LE INSTALLAZIONI A PALAZZO MANDAMENTALE

Bonomi ha disposto le proprie Culture nella Corte del Palazzo Mandamentale il cui ingresso sarà abbellito da un suo Roseto che si dipana lungo le pareti dell’androne. Sono opere, parte di un ciclo iniziato nel 1992, che riproducono piante e fiori costruite con gli oggetti da giardinaggio, sottovasi, vasi, canne da irrigazione, innaffiatoi. In questa fantasticheria ciò che serve alla cura delle piante diventa pianta essa stessa, o qualcosa che alla nostra mente sembra appartenere al mondo vegetale.

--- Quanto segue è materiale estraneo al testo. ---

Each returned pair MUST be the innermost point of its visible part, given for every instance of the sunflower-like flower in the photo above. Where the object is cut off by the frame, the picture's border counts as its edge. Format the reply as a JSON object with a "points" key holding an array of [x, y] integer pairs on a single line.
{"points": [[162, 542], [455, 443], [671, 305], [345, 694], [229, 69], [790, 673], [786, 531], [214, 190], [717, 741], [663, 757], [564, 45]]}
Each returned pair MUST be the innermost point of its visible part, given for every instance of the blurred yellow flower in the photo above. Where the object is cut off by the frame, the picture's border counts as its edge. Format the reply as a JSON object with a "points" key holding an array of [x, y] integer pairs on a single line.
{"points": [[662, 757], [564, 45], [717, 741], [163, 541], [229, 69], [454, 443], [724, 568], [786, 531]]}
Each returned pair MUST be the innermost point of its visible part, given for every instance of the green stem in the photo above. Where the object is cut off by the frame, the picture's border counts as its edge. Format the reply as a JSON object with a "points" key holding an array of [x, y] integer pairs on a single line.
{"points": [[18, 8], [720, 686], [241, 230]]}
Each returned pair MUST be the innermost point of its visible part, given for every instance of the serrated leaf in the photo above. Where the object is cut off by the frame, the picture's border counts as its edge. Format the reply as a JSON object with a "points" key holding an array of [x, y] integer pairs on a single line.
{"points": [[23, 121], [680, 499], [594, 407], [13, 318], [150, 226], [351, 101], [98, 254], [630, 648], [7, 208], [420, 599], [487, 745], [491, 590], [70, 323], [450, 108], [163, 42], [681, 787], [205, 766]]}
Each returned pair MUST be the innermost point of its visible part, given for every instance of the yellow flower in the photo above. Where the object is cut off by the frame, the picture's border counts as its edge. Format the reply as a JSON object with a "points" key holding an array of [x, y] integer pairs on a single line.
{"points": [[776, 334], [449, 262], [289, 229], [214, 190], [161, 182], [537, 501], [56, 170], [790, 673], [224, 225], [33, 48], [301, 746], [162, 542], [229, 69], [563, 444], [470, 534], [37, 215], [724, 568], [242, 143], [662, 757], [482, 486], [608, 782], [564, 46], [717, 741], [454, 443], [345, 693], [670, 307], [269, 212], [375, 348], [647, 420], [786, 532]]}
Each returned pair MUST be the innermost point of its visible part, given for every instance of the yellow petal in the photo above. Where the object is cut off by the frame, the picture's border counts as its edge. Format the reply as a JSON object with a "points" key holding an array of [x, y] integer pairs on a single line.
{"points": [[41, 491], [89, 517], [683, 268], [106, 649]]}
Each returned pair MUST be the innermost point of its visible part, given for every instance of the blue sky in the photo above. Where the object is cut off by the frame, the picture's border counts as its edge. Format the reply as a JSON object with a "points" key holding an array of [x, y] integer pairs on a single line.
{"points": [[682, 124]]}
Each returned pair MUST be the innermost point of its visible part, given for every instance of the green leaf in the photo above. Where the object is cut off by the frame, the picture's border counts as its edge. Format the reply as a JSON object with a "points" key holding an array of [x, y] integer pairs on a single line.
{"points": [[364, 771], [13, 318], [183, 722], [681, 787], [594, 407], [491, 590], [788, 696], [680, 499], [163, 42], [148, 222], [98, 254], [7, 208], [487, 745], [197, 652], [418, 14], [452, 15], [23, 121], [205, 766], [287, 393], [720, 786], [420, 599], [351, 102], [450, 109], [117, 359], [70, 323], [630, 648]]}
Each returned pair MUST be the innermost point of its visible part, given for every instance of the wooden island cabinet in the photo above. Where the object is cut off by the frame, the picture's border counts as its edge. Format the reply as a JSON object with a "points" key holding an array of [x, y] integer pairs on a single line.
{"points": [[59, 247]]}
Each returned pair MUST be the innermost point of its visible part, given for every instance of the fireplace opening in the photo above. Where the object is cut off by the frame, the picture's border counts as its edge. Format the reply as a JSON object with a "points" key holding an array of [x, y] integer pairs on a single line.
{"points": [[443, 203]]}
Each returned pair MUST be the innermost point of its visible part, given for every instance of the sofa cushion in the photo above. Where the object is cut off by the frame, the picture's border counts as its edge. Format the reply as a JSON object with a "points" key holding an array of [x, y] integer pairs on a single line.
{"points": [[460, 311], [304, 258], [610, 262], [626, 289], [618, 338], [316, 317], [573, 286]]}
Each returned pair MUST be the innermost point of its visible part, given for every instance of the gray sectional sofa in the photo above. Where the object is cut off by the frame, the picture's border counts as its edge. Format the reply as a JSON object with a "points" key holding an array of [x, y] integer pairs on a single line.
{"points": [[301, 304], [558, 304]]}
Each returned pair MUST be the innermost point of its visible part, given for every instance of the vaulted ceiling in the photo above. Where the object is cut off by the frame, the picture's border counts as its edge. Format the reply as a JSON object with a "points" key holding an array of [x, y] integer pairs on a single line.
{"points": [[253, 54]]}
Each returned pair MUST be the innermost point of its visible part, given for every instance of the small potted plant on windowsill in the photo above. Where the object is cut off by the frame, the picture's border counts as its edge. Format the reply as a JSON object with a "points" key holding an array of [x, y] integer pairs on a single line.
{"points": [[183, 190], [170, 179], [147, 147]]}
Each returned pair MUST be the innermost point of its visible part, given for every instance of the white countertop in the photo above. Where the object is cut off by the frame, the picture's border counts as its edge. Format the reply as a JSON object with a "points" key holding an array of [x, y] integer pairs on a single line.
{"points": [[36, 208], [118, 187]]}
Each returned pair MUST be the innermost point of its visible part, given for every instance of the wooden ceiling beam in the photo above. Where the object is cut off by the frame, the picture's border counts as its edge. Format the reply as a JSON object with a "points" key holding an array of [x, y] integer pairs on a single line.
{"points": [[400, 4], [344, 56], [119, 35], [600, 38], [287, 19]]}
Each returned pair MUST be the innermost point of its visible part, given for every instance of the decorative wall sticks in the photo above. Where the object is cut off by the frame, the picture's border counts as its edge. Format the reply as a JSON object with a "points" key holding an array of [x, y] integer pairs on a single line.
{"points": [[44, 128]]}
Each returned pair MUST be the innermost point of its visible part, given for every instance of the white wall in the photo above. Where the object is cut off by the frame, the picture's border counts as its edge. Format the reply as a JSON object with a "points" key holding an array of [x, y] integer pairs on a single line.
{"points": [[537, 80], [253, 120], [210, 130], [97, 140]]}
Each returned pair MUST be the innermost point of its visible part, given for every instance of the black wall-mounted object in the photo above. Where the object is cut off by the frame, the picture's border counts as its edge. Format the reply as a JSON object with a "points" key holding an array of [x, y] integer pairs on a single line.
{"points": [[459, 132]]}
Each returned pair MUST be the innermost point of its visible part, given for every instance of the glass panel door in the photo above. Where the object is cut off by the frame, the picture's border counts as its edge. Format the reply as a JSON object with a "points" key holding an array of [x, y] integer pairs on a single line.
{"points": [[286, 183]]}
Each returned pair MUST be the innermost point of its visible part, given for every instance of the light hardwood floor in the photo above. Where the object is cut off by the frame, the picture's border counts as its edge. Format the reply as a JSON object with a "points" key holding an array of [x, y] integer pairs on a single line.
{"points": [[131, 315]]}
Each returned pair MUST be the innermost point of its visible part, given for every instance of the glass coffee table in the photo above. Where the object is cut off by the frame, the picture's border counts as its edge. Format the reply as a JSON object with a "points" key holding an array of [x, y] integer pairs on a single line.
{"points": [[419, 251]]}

E il titolo generale “Culture” sottolinea come l’ambivalenza del termine si rifletta (tautologicamente) nell’opera ma anche la spieghi. Abbiamo di fronte il risultato sintetico di una “cultura” intesa come coltivazione ma anche come attività intellettuale e quindi cura delle idee e del pensiero.

Anche i Roseti (un’altra versione è visibile nel portico della Chiesa di Santa Marta) sono Culture e, concettualmente possono essere considerati come la versione “modulare” di altre opere pensate come singole rose a stelo lungo, alcune delle quali intitolate Se son rose sfioriranno. Titolo che ci fa subito capire che questi fiori essendo di plastica, come tutte le Culture, non sfioriranno mai e quindi non sono rose, pur assomigliandoci.

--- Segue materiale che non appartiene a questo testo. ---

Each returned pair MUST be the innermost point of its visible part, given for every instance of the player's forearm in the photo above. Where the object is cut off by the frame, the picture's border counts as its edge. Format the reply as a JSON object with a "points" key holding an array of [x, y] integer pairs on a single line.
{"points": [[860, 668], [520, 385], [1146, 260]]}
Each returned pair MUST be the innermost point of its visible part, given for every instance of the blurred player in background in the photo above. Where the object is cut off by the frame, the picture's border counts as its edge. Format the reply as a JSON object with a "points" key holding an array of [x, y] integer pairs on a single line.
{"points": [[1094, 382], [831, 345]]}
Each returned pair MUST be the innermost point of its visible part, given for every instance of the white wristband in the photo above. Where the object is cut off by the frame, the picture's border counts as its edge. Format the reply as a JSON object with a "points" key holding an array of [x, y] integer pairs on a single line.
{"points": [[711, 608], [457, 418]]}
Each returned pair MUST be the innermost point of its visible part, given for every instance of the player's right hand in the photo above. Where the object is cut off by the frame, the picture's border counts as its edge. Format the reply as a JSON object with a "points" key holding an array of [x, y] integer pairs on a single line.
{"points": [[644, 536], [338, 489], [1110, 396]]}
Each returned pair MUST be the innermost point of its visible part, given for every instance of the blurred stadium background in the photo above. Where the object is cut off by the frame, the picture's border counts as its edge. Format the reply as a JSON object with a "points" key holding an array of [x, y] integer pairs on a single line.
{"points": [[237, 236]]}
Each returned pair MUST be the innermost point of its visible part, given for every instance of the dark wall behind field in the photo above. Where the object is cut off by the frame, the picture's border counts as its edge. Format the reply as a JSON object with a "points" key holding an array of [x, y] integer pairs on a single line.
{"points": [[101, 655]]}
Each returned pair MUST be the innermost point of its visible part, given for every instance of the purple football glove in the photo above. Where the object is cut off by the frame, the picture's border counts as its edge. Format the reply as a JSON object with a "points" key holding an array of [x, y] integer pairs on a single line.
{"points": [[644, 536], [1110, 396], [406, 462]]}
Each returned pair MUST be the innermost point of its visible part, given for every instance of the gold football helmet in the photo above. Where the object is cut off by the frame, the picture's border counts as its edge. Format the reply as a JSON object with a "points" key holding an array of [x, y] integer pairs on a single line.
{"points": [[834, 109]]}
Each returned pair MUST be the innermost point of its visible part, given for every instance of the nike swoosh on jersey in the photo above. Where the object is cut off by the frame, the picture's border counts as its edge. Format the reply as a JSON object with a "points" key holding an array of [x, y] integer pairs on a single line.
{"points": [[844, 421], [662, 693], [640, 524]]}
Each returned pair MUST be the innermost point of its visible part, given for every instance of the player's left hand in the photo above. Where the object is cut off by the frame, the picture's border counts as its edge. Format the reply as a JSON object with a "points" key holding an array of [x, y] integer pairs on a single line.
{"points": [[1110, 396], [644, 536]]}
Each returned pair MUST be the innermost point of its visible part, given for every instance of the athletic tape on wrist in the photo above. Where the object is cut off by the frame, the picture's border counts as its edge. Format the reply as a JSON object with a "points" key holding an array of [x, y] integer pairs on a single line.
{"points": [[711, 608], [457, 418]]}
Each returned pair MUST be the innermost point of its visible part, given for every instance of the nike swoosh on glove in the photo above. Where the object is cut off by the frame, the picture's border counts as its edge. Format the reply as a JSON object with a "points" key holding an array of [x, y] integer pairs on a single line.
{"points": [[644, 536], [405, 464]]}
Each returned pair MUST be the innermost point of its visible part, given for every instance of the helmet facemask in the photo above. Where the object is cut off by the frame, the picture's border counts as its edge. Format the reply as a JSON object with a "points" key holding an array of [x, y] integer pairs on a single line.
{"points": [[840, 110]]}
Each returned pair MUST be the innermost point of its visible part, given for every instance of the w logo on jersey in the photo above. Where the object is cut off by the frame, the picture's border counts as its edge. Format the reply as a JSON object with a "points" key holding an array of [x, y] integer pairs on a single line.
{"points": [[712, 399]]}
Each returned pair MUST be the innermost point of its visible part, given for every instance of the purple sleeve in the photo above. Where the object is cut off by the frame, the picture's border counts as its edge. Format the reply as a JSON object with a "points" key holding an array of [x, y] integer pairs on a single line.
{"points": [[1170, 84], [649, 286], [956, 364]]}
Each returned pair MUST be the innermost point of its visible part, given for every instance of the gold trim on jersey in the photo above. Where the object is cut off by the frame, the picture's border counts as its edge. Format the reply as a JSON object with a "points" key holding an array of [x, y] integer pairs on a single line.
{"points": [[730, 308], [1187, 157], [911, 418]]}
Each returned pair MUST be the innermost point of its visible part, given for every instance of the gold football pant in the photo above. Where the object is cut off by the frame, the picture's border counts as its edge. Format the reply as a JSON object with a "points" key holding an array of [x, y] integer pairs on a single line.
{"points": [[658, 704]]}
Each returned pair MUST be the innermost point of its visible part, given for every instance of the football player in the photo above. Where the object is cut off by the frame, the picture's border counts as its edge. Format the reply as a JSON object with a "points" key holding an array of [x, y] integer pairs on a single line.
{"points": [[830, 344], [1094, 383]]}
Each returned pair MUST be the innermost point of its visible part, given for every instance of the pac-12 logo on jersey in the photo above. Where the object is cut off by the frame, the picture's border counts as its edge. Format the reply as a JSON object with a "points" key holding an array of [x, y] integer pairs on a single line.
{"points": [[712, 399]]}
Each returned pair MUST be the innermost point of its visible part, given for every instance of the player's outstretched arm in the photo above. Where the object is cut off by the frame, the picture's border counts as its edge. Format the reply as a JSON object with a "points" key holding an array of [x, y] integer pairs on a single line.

L’inganno percettivo-cognitivo si dimostra uno dei punti nodali della poetica di Bonomi che vuole mostrarci la realtà, che quotidianamente pretendiamo di possedere con le sole parole, per quello che è o meglio, non è.

Da un rialzo della corte guardano queste piantumazioni due coloratissimi personaggi plasmati da Cella che hanno nome Archetipi del disagio e Harvey. Una figura dalle s-proporzioni umane vicino a una dalle fattezze di coniglio citazioni dell’omonimo film, tratto da una commedia degli anni Cinquanta, che racconta delle vicissitudini del ricco gran bevitore Elwood, interpretato magistralmente da James Stewart, e dell’amico immaginario “Harvey”, un grande coniglio bianco che lo accompagna in ogni situazione ma che, ovviamente, solo lui può vedere. Il disagio psichico-esistenziale è un po’ il tema che attraversa il film, trattato con una certa “leggera” grazia nonostante la sua essenza dolorosa. Ma quello del disagio è anche il trait-d’union che collega l’artista alle sue opere: non ne è il soggetto ma ciò che le fa esistere e le impregna come esempio di un atteggiamento in essere in risposta un’esistenza umana spesso complicata e capace di fare sentire chiunque inadatto alla vita.